One of the more entrancing photos in the book showed Kazan Pass in the Iron Gates area of the Danube. Despite the spectacular subject matter, this photo evoked an abiding sadness within me. During the latter half of the 20th century, this natural wonder was submerged beneath a reservoir. The urge to harness nature for industrial strength usage effectively drowned much of the Iron Gates in a watery grave. Today, the mighty Danube scarcely flows at all through the area, an exceedingly poor representation of the river that once raged through that spectacular defile. While Hungarians wish to the point of desperation that this area was still part of their nation, I looked forward to something much more inevitable, albeit hundreds of years into the future, when the dam that had drowned the Iron Gates gave way. Then the river would freely flow once again. Sadly, I would not live long enough to see it. That thought did not stop me from dreaming. The book, with one stunning photo after another, stimulated my imagination.
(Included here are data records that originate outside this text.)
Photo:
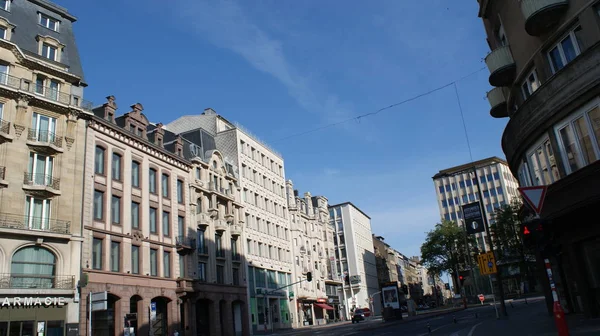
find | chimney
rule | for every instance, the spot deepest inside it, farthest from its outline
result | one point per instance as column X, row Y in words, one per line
column 158, row 137
column 110, row 107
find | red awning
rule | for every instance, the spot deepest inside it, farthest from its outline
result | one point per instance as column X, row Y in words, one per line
column 324, row 306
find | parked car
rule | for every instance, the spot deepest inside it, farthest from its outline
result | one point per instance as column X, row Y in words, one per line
column 359, row 315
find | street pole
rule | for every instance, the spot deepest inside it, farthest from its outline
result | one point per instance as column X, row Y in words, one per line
column 491, row 246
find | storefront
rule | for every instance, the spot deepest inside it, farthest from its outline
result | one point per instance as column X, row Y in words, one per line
column 37, row 315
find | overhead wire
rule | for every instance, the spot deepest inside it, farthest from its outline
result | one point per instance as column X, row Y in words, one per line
column 359, row 117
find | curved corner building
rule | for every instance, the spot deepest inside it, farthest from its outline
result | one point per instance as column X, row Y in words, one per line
column 544, row 67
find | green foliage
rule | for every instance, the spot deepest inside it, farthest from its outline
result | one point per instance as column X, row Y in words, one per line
column 444, row 249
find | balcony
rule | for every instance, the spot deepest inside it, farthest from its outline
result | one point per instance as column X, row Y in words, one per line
column 34, row 224
column 32, row 281
column 501, row 64
column 44, row 141
column 43, row 93
column 5, row 135
column 236, row 230
column 542, row 15
column 3, row 182
column 220, row 226
column 185, row 245
column 498, row 103
column 41, row 184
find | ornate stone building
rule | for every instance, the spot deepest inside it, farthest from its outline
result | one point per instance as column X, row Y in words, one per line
column 42, row 145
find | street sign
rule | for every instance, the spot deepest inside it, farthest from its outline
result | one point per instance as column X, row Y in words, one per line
column 473, row 218
column 534, row 197
column 487, row 263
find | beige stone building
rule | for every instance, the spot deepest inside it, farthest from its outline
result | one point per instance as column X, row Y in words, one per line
column 135, row 202
column 42, row 144
column 309, row 218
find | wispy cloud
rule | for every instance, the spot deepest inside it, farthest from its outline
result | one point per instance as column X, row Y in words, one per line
column 225, row 24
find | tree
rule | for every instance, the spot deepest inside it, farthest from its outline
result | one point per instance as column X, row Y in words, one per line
column 444, row 249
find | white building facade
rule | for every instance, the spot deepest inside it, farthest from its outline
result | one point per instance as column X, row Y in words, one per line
column 457, row 186
column 355, row 256
column 267, row 238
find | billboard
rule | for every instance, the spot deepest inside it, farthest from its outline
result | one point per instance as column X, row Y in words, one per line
column 473, row 218
column 391, row 297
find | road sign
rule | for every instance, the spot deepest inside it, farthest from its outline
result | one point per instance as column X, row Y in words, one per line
column 534, row 196
column 487, row 263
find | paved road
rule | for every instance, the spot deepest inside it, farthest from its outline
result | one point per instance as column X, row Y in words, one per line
column 524, row 320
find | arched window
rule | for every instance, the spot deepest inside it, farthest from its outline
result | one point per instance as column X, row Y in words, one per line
column 33, row 267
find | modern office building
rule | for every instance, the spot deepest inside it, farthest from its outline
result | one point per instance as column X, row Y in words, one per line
column 267, row 235
column 355, row 255
column 544, row 68
column 457, row 186
column 135, row 203
column 309, row 218
column 42, row 144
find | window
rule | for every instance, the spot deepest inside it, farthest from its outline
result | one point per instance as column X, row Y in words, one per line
column 220, row 274
column 98, row 205
column 152, row 180
column 99, row 160
column 152, row 220
column 166, row 223
column 179, row 191
column 530, row 84
column 49, row 51
column 33, row 267
column 135, row 259
column 164, row 184
column 40, row 170
column 579, row 138
column 565, row 51
column 135, row 174
column 115, row 209
column 201, row 242
column 48, row 22
column 116, row 167
column 115, row 256
column 153, row 262
column 97, row 253
column 167, row 264
column 135, row 215
column 202, row 271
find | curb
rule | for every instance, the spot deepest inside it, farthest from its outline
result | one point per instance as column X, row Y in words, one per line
column 417, row 318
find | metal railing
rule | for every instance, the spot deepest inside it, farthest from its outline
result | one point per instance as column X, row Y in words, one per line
column 44, row 137
column 4, row 126
column 30, row 223
column 184, row 241
column 47, row 92
column 41, row 180
column 36, row 281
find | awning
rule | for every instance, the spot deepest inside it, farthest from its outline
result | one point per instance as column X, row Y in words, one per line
column 324, row 306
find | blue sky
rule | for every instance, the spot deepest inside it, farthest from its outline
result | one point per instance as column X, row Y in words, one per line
column 284, row 67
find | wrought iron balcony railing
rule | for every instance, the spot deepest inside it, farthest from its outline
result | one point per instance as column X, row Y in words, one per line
column 31, row 223
column 47, row 92
column 22, row 281
column 41, row 180
column 44, row 137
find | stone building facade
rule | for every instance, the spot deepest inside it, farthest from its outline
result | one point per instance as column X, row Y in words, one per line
column 42, row 144
column 309, row 221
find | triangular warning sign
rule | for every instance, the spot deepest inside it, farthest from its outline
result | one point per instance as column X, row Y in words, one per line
column 534, row 196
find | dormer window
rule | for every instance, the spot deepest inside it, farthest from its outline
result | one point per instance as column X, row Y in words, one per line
column 49, row 51
column 48, row 22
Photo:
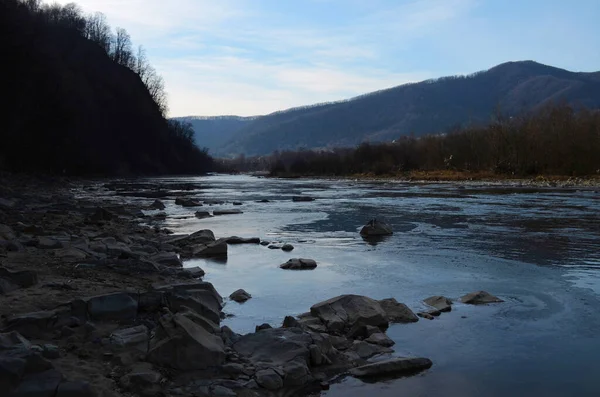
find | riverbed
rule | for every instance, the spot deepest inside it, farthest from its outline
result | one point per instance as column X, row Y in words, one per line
column 535, row 247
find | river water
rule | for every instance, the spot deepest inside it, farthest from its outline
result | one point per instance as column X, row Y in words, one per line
column 536, row 248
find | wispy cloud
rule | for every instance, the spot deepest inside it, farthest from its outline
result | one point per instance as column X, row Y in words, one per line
column 257, row 56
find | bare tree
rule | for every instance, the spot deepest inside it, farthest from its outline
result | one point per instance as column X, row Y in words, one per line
column 98, row 31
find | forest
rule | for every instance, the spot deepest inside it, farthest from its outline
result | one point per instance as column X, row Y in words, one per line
column 557, row 140
column 82, row 101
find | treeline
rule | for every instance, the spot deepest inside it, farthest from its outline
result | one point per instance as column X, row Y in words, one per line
column 117, row 44
column 557, row 140
column 79, row 100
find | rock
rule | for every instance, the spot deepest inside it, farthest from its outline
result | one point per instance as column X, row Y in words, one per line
column 275, row 346
column 71, row 254
column 192, row 272
column 222, row 391
column 116, row 306
column 397, row 312
column 425, row 315
column 240, row 296
column 48, row 243
column 376, row 228
column 227, row 212
column 136, row 337
column 38, row 324
column 202, row 214
column 75, row 389
column 50, row 351
column 187, row 202
column 262, row 327
column 291, row 322
column 200, row 297
column 441, row 303
column 242, row 240
column 166, row 259
column 480, row 298
column 102, row 214
column 344, row 311
column 269, row 379
column 296, row 374
column 22, row 278
column 215, row 249
column 299, row 264
column 364, row 350
column 180, row 344
column 393, row 367
column 43, row 384
column 287, row 247
column 380, row 339
column 302, row 198
column 157, row 205
column 214, row 202
column 142, row 376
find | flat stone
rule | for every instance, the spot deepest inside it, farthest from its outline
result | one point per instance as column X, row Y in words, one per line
column 116, row 306
column 398, row 312
column 299, row 264
column 380, row 339
column 480, row 298
column 227, row 212
column 441, row 303
column 136, row 337
column 269, row 379
column 240, row 296
column 287, row 247
column 393, row 367
column 75, row 389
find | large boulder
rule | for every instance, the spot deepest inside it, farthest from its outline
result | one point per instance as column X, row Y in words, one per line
column 166, row 259
column 441, row 303
column 480, row 298
column 157, row 205
column 240, row 296
column 299, row 264
column 181, row 344
column 213, row 249
column 119, row 306
column 242, row 240
column 393, row 367
column 398, row 312
column 376, row 228
column 10, row 280
column 227, row 212
column 187, row 202
column 341, row 313
column 276, row 346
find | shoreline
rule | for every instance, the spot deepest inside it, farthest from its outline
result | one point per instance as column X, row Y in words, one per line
column 548, row 181
column 93, row 302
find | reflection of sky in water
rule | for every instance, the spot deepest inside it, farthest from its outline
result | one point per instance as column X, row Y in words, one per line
column 535, row 248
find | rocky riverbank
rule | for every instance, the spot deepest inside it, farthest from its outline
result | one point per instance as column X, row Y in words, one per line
column 94, row 301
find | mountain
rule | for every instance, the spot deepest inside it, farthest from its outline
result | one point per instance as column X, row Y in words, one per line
column 428, row 107
column 71, row 108
column 214, row 132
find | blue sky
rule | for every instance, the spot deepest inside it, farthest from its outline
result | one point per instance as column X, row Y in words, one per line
column 249, row 57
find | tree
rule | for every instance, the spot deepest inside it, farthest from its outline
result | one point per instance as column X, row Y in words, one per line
column 98, row 31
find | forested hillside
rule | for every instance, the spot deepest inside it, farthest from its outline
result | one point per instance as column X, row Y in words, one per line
column 428, row 107
column 78, row 99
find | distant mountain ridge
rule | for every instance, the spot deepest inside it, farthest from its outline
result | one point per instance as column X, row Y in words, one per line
column 427, row 107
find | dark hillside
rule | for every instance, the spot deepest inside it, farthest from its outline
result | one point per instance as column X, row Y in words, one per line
column 70, row 108
column 432, row 106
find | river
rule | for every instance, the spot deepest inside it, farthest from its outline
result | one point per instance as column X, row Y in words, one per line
column 536, row 248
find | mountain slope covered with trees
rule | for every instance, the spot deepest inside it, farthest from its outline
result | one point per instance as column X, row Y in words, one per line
column 79, row 100
column 428, row 107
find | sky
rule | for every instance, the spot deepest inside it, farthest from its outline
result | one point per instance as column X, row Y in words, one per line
column 251, row 57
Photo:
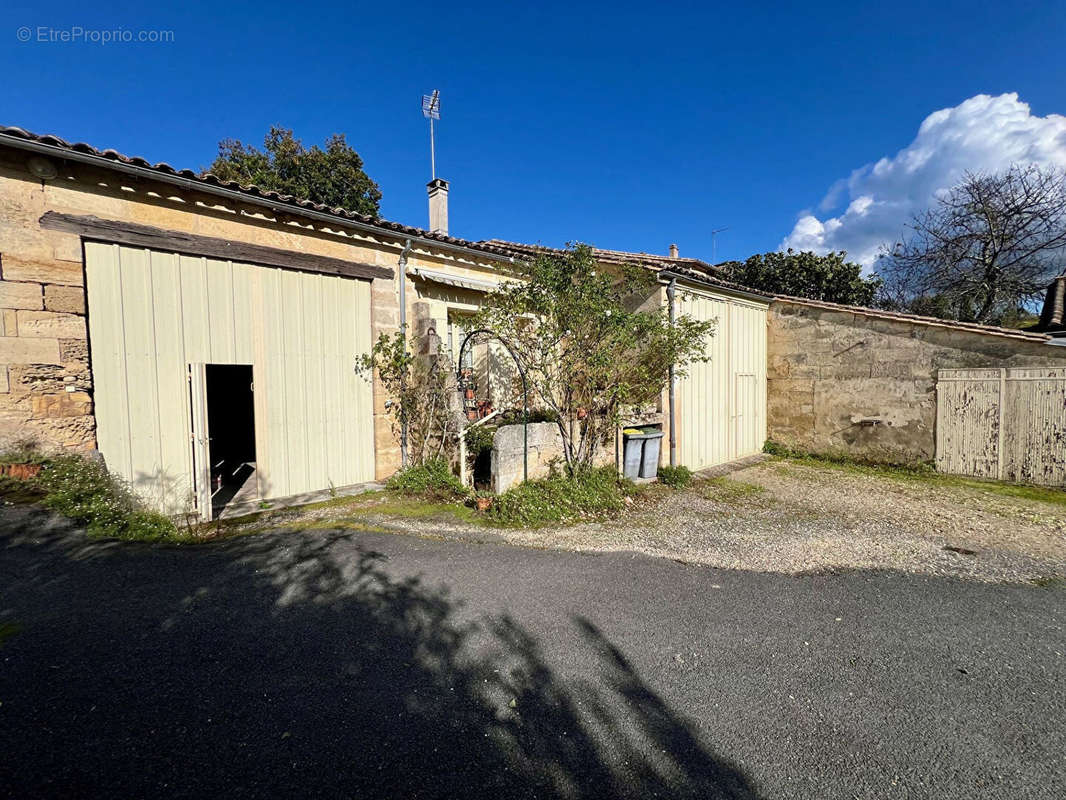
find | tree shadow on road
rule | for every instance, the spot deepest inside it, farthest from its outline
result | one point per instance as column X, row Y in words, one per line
column 303, row 665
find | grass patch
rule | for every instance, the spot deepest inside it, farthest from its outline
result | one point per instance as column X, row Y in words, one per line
column 432, row 479
column 675, row 477
column 84, row 492
column 728, row 491
column 919, row 473
column 560, row 498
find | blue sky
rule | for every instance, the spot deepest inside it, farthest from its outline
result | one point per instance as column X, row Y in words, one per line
column 627, row 126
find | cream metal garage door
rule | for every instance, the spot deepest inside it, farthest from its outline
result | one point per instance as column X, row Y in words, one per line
column 156, row 319
column 723, row 401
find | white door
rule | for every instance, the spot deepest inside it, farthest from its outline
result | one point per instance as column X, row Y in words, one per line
column 722, row 401
column 745, row 415
column 199, row 440
column 151, row 314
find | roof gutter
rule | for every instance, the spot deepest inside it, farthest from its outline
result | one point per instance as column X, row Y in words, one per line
column 197, row 186
column 674, row 276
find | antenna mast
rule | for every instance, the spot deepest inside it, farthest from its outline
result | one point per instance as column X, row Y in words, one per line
column 431, row 110
column 714, row 242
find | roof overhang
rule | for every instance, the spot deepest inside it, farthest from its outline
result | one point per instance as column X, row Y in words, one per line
column 446, row 278
column 719, row 287
column 195, row 185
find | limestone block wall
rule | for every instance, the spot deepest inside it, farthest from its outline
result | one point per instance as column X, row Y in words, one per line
column 840, row 381
column 545, row 448
column 46, row 392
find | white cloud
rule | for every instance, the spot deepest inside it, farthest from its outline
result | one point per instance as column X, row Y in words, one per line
column 984, row 133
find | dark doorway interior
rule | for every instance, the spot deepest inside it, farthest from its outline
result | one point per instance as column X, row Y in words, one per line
column 231, row 421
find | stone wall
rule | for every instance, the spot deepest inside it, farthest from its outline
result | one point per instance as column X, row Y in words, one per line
column 545, row 448
column 841, row 381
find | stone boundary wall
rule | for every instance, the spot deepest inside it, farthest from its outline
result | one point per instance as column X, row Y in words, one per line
column 839, row 381
column 545, row 447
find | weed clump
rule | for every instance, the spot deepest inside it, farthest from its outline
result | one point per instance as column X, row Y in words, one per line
column 675, row 477
column 561, row 498
column 83, row 491
column 433, row 479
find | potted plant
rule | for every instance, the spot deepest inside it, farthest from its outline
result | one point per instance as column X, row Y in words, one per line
column 483, row 499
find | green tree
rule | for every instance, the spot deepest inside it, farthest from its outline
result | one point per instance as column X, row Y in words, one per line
column 333, row 176
column 829, row 277
column 587, row 354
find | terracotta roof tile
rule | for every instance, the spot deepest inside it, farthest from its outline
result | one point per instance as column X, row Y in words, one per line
column 13, row 134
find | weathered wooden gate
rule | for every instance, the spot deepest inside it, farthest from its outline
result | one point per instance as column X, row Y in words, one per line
column 1006, row 424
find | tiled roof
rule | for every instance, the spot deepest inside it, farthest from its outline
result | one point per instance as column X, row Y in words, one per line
column 690, row 268
column 899, row 316
column 14, row 136
column 612, row 256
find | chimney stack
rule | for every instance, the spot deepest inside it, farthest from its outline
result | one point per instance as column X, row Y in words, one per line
column 438, row 205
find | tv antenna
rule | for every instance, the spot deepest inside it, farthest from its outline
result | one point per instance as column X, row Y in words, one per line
column 431, row 110
column 714, row 242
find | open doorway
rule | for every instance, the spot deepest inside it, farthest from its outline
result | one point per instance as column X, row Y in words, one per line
column 231, row 453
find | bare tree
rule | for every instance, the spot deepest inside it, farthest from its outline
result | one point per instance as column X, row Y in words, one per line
column 988, row 246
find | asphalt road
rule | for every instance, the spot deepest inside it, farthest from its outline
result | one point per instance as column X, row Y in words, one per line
column 333, row 664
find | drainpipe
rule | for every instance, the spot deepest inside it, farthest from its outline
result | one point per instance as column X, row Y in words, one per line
column 671, row 288
column 403, row 329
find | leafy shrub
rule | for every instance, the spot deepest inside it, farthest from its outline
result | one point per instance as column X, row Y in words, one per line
column 83, row 491
column 432, row 479
column 562, row 498
column 678, row 477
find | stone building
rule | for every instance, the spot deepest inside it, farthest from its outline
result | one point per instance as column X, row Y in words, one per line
column 203, row 335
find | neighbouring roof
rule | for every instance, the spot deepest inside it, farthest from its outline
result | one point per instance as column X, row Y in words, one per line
column 693, row 269
column 916, row 319
column 17, row 137
column 609, row 256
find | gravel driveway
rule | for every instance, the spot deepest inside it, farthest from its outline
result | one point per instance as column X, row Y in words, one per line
column 349, row 664
column 788, row 516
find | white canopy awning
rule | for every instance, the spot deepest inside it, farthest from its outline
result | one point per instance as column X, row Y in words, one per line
column 450, row 280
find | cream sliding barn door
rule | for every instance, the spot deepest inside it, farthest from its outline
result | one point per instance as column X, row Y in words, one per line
column 722, row 412
column 154, row 314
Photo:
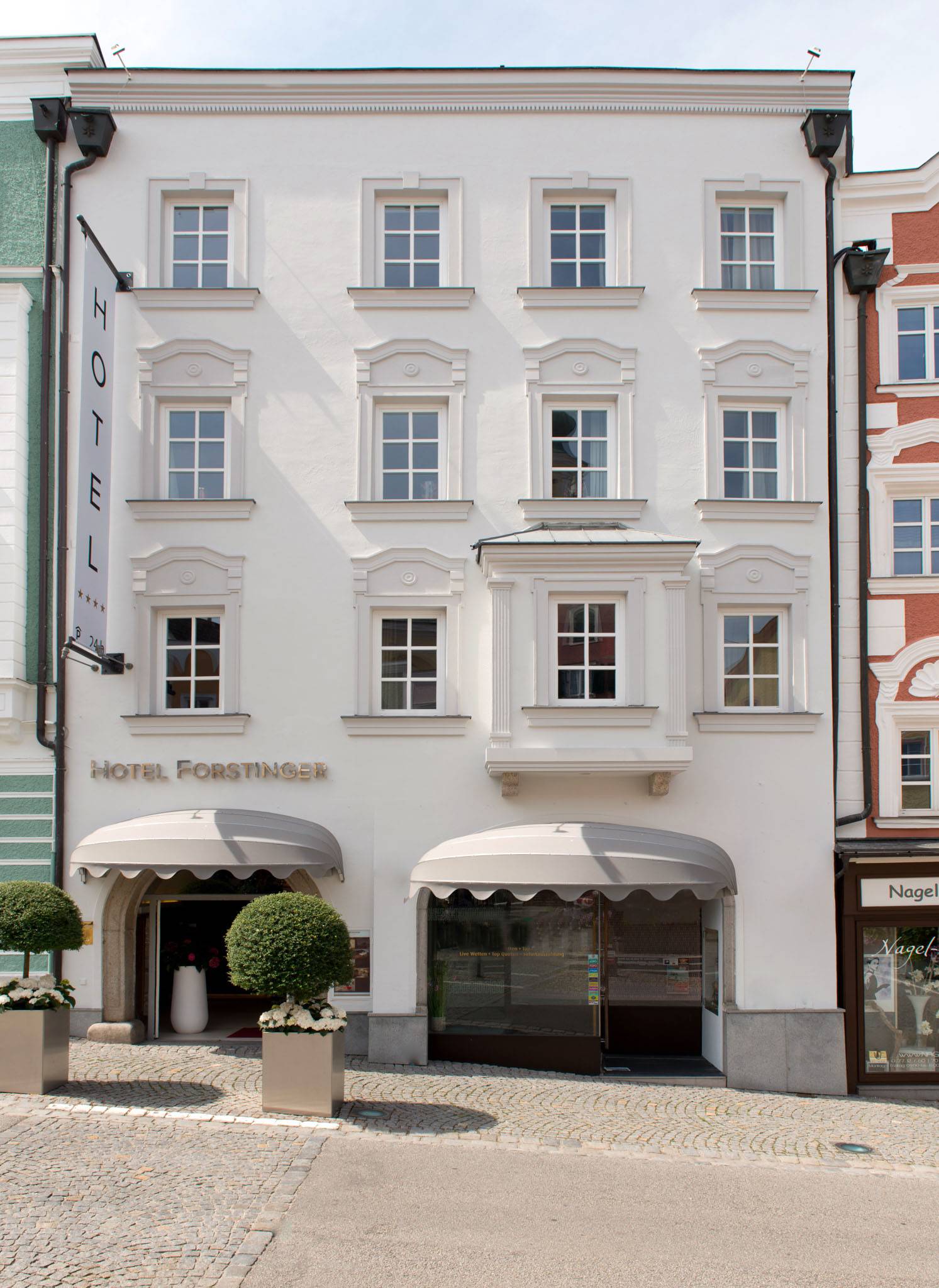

Historicism at the Millennium Exhibition - Ignac Alpar's Recreation of Vadjahunyad Castle in the Varosliget (City Park)

Historicism at the Millennium Exhibition – Ignac Alpar’s Recreation of Vadjahunyad Castle in the Varosliget (City Park)

Frozen in Time  – An Album of Photographic Evidence
Many of the photos showed places that were unfamiliar to me. These included buildings, natural landscapes, castles, churches and ruins that were in the old pre-World War I Kingdom of Hungary, but now could only be found by crossing into the nations that swallowed them up during the post-World War I peace process. I had never seen so much tangible evidence of the beauty, history and geography of Historic Hungary until I cracked open this book. The Millennium of Hungary National Exhibition was an album filled with photographic artifacts. Most of the places still exist, but they have been irreparably altered by modernity. One hundred and twenty years does not seem like that long ago, until you see compelling evidence of just how much has changed. The Hungary shown in this book really was history.